Anita RaniAnita Rani

Anita Rani dressed in her more famous Countryfile garb: Pete Dadds

She recently made a celebrity appearance in Michael Macintyre’s The wheel and a guest co-host Pointlessand she hosted Netflix’s spin-off web series Under the crown.

BBC cameras picked her up several times during Sunday’s Baftas, suggesting the corporation understands her potential as a rising star. Will she be the next queen of Saturday night TV?

It is certainly possible. Tess Daly and Claudia Winkleman are currently a dedicated presenting duo Strictbut as the series celebrates its 20th anniversary tomorrow [15th May]Could this ultimately inspire them to move on to pastures new?

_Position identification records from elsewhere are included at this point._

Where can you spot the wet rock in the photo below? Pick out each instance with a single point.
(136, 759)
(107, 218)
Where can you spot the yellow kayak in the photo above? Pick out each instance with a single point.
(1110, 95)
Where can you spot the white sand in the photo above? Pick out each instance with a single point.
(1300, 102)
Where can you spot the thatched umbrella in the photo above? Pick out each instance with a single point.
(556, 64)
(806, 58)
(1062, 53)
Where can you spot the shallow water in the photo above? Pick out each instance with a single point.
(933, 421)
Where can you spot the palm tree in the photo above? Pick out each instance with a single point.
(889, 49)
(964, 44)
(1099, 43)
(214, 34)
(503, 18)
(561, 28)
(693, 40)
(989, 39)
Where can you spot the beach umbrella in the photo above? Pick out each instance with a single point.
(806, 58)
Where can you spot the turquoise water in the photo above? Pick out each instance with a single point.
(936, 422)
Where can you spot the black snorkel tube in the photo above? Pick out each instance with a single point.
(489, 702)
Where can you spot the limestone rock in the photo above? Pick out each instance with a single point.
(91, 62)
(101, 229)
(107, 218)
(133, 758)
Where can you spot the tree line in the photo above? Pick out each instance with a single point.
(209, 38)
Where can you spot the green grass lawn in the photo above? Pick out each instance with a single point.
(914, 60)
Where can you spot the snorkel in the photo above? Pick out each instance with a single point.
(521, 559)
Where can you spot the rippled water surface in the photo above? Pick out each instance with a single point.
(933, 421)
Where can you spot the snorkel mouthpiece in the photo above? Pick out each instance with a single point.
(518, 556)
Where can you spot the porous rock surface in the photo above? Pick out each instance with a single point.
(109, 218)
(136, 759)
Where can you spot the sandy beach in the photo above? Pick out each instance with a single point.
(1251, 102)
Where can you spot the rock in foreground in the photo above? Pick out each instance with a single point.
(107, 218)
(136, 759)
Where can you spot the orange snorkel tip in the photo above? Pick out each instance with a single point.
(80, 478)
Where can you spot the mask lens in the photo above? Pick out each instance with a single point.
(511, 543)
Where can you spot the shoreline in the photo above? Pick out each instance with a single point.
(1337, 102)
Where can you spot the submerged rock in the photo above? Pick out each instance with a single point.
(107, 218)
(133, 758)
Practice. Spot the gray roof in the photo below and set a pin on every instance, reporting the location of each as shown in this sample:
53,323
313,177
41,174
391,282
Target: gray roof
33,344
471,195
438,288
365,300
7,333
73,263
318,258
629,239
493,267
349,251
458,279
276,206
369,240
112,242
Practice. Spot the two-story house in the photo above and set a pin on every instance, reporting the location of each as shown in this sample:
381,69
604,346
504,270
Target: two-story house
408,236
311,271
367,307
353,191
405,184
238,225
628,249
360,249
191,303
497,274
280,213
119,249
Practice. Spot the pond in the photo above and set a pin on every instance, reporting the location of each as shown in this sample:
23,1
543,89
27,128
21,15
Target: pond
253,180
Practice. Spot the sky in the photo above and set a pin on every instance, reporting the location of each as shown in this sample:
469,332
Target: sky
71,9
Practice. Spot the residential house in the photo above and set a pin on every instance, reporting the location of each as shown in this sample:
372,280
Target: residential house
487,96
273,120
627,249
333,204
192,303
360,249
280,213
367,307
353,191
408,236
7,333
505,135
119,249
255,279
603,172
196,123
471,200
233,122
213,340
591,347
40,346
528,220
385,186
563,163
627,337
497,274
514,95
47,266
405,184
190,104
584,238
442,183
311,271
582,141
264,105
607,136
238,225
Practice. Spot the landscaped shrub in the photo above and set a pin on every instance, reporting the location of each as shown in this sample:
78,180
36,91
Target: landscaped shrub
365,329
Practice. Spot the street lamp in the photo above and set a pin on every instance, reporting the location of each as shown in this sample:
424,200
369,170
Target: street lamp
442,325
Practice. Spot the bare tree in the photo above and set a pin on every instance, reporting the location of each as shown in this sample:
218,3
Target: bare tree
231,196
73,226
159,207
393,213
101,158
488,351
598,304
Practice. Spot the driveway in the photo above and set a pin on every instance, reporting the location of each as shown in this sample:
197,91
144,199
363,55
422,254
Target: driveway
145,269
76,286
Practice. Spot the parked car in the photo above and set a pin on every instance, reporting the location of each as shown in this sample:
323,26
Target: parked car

You wouldn’t blame Rani for having her eye on the top glitterball prize, although she did host the show’s live tour in 2017 (in the role of Mel Giedroyc), and she wasn’t necessarily a natural at the role.

She is an excellent journalist but should let go more and build her comic talent into light entertainment hosting. And she would have to think outside the box if she wants to avoid the fate of Lily Allen and Davina McCall, whose attempts at chat shows were quickly consigned to the TV dustbin.

However, she has proven to be a very safe pair of hands for high-profile occasions such as royal events. She would also be suitable for a program like The pianoshould Winkleman ever tire of it, especially if she can channel the warmth and emotional candor she’s recently shown in her writing and personal interviews.

Rani has certainly paid her dues and is now well positioned to both represent the established BBC and demonstrate her embrace of more progressive values ​​– whether through her work, her striking fashion, or both.